FSD is only a Level 2+ system, combining features like automatic lane change, adaptive cruise control, and self-parking with a few additional active driver assists. Despite this, Tesla has repeatedly raised prices for its FSD software, first doubling it from $5,000 to $10,000 before landing on the current $12,000 fee, but another increase is coming.
That's a high price for L2 software, especially considering there's no guarantee you will get the tech if you pay. Tesla currently requires an invitation into its "FSD Beta" for owners to unlock the feature. If your safety score (an internal Tesla statistic) isn't high enough, you won't receive an invite. But that all may change soon.
On Sunday, Tesla CEO Elon Musk tweeted about changes to FSD pricing. It's going up again, but it may be more widely available now.
"After wide release of FSD Beta 10.69.2, price of FSD will rise to $15k in North America on September 5th," Musk said in the tweet.
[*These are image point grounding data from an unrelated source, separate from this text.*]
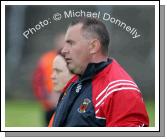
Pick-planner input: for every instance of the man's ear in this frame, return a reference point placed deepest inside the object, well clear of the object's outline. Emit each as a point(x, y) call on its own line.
point(94, 46)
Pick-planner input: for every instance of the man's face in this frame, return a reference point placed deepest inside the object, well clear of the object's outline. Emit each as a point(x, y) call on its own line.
point(76, 50)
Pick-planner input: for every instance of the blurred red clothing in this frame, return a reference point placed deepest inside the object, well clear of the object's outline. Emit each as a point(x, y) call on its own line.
point(42, 82)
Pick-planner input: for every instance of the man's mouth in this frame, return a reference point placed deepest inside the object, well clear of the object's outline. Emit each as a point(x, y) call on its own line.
point(68, 60)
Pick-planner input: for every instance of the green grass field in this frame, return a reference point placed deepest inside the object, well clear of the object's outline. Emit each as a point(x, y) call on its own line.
point(29, 113)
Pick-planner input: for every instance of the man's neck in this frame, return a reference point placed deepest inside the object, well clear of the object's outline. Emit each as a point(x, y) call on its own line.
point(99, 58)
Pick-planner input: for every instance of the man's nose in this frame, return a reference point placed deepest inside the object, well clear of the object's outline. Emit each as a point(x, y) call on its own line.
point(64, 50)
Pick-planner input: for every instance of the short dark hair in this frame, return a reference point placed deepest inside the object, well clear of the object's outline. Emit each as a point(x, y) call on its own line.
point(96, 27)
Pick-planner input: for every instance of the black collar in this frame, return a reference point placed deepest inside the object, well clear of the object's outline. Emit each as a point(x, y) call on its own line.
point(94, 68)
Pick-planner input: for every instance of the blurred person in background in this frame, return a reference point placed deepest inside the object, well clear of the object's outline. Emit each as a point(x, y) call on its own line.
point(61, 76)
point(43, 87)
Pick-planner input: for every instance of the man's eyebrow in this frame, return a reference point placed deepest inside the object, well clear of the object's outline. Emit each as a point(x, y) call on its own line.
point(57, 69)
point(69, 41)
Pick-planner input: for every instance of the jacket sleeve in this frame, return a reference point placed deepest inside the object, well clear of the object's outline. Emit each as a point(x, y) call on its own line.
point(125, 109)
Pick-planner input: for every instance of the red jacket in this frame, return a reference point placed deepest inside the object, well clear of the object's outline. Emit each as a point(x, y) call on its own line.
point(104, 96)
point(42, 82)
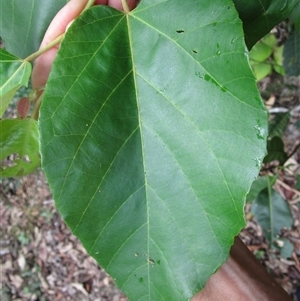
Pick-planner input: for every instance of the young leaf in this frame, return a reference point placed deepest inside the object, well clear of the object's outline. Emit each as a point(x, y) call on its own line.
point(14, 74)
point(291, 54)
point(260, 16)
point(23, 24)
point(18, 138)
point(295, 16)
point(272, 213)
point(152, 131)
point(278, 124)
This is a $3,000 increase from the current price, and it's unclear what he meant by "wide release." This could mean that more owners will have the chance to experience the latest FSD version, but it seems unlikely that every single Tesla owner paying for it will have access.
Musk still used the term "beta" to describe the product, a phrase describing a pre-release of software given to users to try under real-world conditions to find bugs. This is a common practice in the video game industry, but it's less widespread in the automotive sector, given the potential dangers of using unfinished software to drive cars.
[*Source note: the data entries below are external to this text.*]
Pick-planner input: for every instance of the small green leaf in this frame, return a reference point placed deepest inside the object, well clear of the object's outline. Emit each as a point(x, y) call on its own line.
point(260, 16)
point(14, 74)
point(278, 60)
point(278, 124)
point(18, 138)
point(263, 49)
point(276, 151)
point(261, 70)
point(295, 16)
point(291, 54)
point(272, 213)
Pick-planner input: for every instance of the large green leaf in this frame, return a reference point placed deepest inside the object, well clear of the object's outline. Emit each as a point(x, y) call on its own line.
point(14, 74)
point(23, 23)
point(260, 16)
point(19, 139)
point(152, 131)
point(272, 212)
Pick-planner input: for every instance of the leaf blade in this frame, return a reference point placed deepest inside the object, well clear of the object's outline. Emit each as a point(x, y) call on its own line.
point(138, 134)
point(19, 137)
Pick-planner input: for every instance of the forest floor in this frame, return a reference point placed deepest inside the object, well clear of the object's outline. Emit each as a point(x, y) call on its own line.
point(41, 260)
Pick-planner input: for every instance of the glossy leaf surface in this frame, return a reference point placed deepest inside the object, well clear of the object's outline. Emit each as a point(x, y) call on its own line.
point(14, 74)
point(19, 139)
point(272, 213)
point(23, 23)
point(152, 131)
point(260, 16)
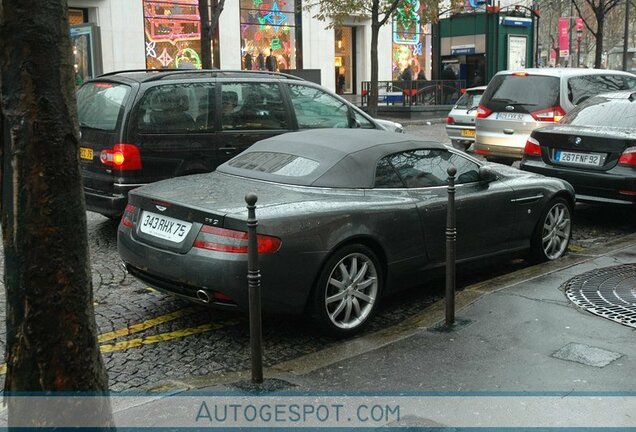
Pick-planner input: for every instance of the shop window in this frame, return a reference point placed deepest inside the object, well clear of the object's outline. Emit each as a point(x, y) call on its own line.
point(270, 34)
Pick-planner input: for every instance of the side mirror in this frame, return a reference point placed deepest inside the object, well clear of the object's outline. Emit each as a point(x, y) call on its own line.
point(487, 174)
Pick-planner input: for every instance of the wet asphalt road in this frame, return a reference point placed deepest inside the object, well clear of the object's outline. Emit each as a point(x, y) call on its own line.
point(148, 338)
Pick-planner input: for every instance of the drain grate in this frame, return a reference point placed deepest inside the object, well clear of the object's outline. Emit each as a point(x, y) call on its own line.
point(609, 292)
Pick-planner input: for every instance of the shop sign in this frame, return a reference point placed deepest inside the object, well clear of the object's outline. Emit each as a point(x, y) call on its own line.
point(463, 49)
point(516, 22)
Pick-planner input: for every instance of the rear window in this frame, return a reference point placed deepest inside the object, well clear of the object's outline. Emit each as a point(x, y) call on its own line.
point(469, 100)
point(275, 163)
point(527, 93)
point(604, 112)
point(100, 105)
point(584, 87)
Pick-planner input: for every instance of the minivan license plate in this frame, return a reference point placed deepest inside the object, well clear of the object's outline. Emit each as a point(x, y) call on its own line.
point(164, 227)
point(86, 153)
point(592, 159)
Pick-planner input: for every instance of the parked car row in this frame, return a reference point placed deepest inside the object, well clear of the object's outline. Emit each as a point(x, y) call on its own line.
point(138, 127)
point(574, 124)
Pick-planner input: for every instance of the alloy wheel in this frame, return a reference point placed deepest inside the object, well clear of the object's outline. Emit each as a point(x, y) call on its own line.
point(556, 231)
point(351, 291)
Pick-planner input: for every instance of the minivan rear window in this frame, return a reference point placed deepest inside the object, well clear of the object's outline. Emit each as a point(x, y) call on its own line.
point(100, 105)
point(526, 93)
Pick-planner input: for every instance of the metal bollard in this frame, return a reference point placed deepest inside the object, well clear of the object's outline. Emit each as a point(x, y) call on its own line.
point(254, 290)
point(451, 237)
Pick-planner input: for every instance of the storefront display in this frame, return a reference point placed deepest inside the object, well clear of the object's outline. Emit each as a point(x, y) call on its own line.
point(173, 34)
point(410, 46)
point(270, 34)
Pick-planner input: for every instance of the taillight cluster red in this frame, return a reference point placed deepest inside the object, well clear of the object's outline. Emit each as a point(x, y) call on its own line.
point(552, 114)
point(232, 241)
point(124, 157)
point(483, 112)
point(532, 148)
point(127, 217)
point(628, 158)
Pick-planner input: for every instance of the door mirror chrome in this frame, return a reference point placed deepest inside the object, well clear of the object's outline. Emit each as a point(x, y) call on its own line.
point(487, 174)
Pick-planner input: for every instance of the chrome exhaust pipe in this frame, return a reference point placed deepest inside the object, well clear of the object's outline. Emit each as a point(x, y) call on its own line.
point(203, 296)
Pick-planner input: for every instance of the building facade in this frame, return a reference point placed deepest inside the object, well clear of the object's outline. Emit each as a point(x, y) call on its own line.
point(110, 35)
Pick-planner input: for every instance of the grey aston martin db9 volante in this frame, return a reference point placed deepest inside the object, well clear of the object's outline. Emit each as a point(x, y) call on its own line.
point(344, 217)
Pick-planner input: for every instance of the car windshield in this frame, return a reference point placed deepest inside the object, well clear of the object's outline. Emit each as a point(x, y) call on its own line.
point(469, 99)
point(603, 112)
point(100, 105)
point(526, 93)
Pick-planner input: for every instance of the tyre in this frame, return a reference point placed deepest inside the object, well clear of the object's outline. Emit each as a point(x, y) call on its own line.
point(552, 234)
point(347, 290)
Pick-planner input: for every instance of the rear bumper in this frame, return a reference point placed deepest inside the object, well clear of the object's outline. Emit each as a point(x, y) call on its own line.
point(108, 204)
point(455, 133)
point(594, 187)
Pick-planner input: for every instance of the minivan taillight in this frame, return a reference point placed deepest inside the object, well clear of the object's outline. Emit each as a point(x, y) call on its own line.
point(552, 114)
point(127, 217)
point(532, 148)
point(483, 112)
point(124, 157)
point(232, 241)
point(628, 158)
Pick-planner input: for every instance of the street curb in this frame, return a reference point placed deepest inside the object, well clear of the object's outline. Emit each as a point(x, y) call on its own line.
point(427, 318)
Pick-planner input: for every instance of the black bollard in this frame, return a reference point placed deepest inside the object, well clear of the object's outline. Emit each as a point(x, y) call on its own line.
point(451, 237)
point(254, 290)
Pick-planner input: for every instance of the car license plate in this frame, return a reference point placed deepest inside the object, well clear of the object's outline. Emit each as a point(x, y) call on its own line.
point(86, 153)
point(591, 159)
point(164, 227)
point(510, 116)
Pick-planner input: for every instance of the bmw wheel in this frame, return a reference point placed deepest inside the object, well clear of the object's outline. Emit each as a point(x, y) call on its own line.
point(553, 232)
point(347, 291)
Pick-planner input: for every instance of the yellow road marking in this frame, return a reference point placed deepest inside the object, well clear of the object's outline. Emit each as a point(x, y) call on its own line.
point(136, 328)
point(162, 337)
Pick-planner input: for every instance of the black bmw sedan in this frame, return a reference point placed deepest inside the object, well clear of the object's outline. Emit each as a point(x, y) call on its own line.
point(593, 148)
As we stated, it's unclear if Tesla plans to change the requirements for getting into the FSD Beta.
These requirements vary a bit depending on region but reportedly include a 98-100 (out of 100) Safety Score over a seven-day monitoring period. This means that FSD can be removed from owners who fail to maintain their scores. Just imagine paying $15,000 for a Tesla Model Y with FSD, then having it later taken away.
It's unclear why Tesla won't give FSD to everyone who pays for it. The company's lesser Autopilot software is under investigation after a series of fatal accidents, but FSD has been less prone to deadly crashes. Perhaps this is because fewer owners have access compared to Autopilot and are also vetted.
"Current price will be honored for orders made before Sept 5th, but delivered later," Musk added, meaning that anyone waiting for their FSD-equipped Tesla to arrive will not be forced to pay the additional $3,000 price hike. "Note, you can upgrade your existing car to FSD in 2 mins via the Tesla app."
Musk didn't specify what improvements will be included in version 10.69.2, but a complete set of patch notes will likely be sent to owners when the software is installed, hopefully, with enough updates and improvements to make that rather large financial pill a little easier to swallow.